Once Candie Candidate passes muster with a Recruiter, she knows her résumé has moved along to the hiring manager (HM) and other decision-makers. Like most of us, being one step closer to the potential prize raises Candie’s anxiety — there’s a lot at stake. One of the best ways to ensure a positive experience, then, is to keep the process moving: make sure the HM reviews Candie’s résumé quickly and, if there is interest, reach out to Candie in a timely manner to schedule a face-to-face interview.

Some tips for optimizing candidate experience in the interview stage:

  • Make sure you aren’t interrupted during the interview, with people coming in and out your office. Send your phone to voicemail.
  • Give the candidate your full attention. Ignore email or instant message alerts. Don’t eat your lunch during the interview, unless you’re interviewing in a restaurant.
  • Respect the candidate’s schedule by holding no more than three rounds of interviews, and try to schedule all the interviews in one day. Most likely Candie’s using her PTO to attend these interviews, and she’s probably interviewing with other employers, too.
  • Be on time for the interview, and be prepared with good probing questions specific to Candie’s background. 

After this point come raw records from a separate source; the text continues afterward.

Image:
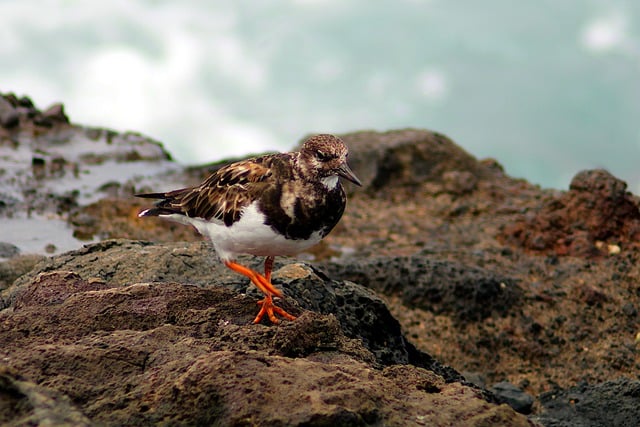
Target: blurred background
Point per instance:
(547, 87)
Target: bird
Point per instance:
(271, 205)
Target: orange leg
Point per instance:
(264, 284)
(268, 266)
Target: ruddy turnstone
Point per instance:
(277, 204)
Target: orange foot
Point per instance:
(270, 309)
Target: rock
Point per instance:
(15, 267)
(160, 352)
(612, 403)
(362, 315)
(513, 396)
(596, 209)
(467, 293)
(408, 157)
(24, 403)
(8, 250)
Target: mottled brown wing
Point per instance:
(223, 194)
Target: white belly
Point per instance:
(248, 235)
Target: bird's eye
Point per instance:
(323, 157)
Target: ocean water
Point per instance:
(546, 87)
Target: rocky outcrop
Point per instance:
(441, 264)
(124, 351)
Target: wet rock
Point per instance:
(513, 396)
(612, 403)
(467, 293)
(596, 209)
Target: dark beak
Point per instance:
(345, 171)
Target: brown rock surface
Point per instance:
(491, 275)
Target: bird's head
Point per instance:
(327, 155)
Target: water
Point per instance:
(547, 87)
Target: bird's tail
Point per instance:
(159, 209)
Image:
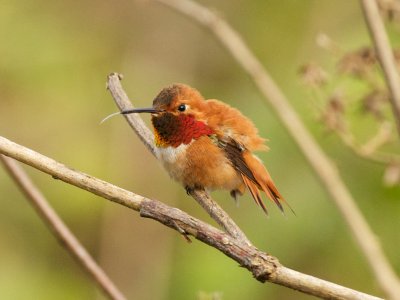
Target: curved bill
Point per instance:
(140, 110)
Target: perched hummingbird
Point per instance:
(208, 144)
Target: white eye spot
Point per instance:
(183, 107)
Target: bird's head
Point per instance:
(177, 116)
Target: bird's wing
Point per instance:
(254, 174)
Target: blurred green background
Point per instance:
(54, 59)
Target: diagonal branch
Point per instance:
(385, 54)
(264, 267)
(326, 171)
(59, 229)
(202, 197)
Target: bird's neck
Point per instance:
(172, 130)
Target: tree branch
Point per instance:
(385, 54)
(202, 197)
(60, 230)
(264, 267)
(326, 171)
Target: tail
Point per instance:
(261, 181)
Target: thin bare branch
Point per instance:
(264, 267)
(60, 230)
(326, 171)
(202, 197)
(385, 54)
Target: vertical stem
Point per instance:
(385, 54)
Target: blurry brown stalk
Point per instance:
(385, 54)
(60, 230)
(327, 172)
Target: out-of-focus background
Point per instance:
(54, 59)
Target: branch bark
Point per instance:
(385, 54)
(60, 230)
(326, 171)
(264, 267)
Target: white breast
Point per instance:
(173, 159)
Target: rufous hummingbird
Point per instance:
(207, 144)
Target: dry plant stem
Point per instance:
(60, 230)
(264, 267)
(385, 54)
(213, 209)
(322, 165)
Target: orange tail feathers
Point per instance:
(263, 182)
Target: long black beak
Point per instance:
(140, 110)
(150, 110)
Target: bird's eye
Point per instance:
(182, 107)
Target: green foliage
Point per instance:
(54, 59)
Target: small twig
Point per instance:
(385, 54)
(264, 267)
(326, 171)
(213, 209)
(60, 230)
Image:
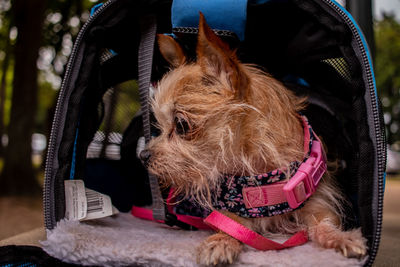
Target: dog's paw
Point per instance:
(218, 249)
(350, 243)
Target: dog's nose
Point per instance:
(145, 155)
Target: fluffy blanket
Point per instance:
(124, 240)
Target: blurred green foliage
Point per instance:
(63, 19)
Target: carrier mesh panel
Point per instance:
(340, 65)
(120, 104)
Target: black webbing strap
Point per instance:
(148, 27)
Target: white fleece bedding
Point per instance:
(124, 240)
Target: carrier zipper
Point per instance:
(48, 192)
(381, 150)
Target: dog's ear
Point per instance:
(171, 50)
(218, 59)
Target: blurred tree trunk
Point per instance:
(18, 176)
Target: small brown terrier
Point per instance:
(218, 116)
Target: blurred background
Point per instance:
(36, 38)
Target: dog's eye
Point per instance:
(182, 125)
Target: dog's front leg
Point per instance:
(219, 248)
(324, 229)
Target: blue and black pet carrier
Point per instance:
(314, 47)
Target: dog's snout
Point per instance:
(145, 156)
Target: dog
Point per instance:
(219, 117)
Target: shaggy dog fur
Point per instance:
(218, 116)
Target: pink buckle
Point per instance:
(308, 175)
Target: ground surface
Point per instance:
(18, 215)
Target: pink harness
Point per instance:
(293, 192)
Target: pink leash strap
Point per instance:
(225, 224)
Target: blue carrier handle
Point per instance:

Professional bite: for good follow through on this stage, set timelines and stick to them. For example, ask the HM to review résumés within 48 hours, and schedule interviews within 96 hours (this is to your advantage, too, as good talent doesn’t last long on the market). Keep candidates warm with regular touches.

From Offer to Onboarding: Don’t Slow Down Now

Candie has passed all the interviews with flying colors, she seems like a great fit and you made her an offer. Time to relax? Not yet.

Candie will want to give reasonable notice, and during this period the new relationship is vulnerable. Her current employer may make a counter-offer, or Candie may have second thoughts. Don’t wait until her start date to refresh her enthusiasm. Invite her to an office party or event. If you have several people coming on board, have a party to introduce them all to your staff.

Onboarding is about more than just paperwork. It’s about pulling candidates into the fold. If Candie doesn’t feel welcome from the start, she may continue to look for another opportunity. On day one have everything in place: her business cards, email address, phone number.

Professional bite: good follow through on this stage, and on all stages, involves asking candidates — hired or not — for feedback. At DT we ask questions like:

  • Was your interview a positive experience?
  • Was your recruiter respectful and professional at all times?
  • Did your recruiter keep you informed of your status? 

From the beginning DT has brought a marketing approach to recruiting, and the CareerBuilder survey underscores our belief. It’s as important for candidates to have a positive experience with your company as it is for customers.